By Dr Devendra Pant  Published on  2 Feb 2021 4:00 AM GMT
Opinion: Union Budget FY22 Attends to Demand-Side Concerns

Against the backdrop of a COVID-19 battered economy, the Economic Survey 2020-21 called for a counter-cyclical fiscal policy and advocated that the fiscal policy will have to remain at the center-stage to support growth at least in the near term. Once growth picks up in a sustainable manner, fiscal consolidation can return as a key agenda. The Union Budget for FY22 presented by the Finance Minister did live up to this suggestion and the fiscal deficit of FY22 is budgeted at 6.8% of gross domestic product (GDP). Even for FY21, the fiscal deficit is pegged at 9.5% of GDP as against the budgeted 3.5%.

Expenditure is on Essentials: Throughout FY21, saving lives and livelihoods had been a key theme of policymaking. The revised estimate (RE) of FY21 shows that although there has been some expenditure compression under heads/ ministries such as agriculture and allied activities, telecommunications, power, railways, women and child development, there has also been significantly higher expenditure under the head/ministries such as food and public distribution, rural development, and direct benefit transfers for vulnerable sections of the society, health, and fertilizers.

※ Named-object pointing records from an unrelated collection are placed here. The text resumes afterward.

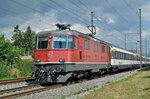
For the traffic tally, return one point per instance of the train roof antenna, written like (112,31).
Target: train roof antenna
(63,26)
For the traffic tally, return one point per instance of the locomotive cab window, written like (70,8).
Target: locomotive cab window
(76,42)
(60,42)
(70,42)
(95,47)
(43,42)
(103,48)
(86,44)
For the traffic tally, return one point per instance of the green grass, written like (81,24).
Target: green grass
(136,86)
(22,67)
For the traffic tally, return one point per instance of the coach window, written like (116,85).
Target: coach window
(43,42)
(70,42)
(86,44)
(76,42)
(95,47)
(103,48)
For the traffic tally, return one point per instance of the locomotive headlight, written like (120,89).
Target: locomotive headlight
(61,60)
(38,60)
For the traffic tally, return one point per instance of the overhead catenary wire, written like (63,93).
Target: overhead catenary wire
(117,13)
(129,6)
(79,17)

Therefore, as against the budgeted expenditure of INR 30.42 trillion in FY21, the RE shows an expenditure of INR34.50 trillion, an increase of 13.4%. To fund this, the government has taken recourse to both local and external borrowings and plans to borrow another INR800 billion from the domestic capital markets over the next two months.

The FY22 Union Budget extends the expenditure pattern adopted in the FY21 budget, by allocating higher/more resources to public health (INR350 billion for COVID-19 vaccination), Mahatma Gandhi National Rural Employment Guarantee Scheme (MGNREGS), affordable housing segment, micro small, and medium enterprises, rural development, etc. However, closer scrutiny of FY22 numbers suggest that this increase is over the FY21 budget estimate (BE) and not the RE. For a number of heads/ ministries, the FY22 BE is significantly lower than the RE for FY21.

This is understandable as the need to spend in FY22 on these heads/ministries is no longer as much as it was in FY21. Another challenge the government finances face is expenditure rigidity, because of which rationalizing/reorienting expenditure sufficiently in favor of the heads that really needs it, is always difficult.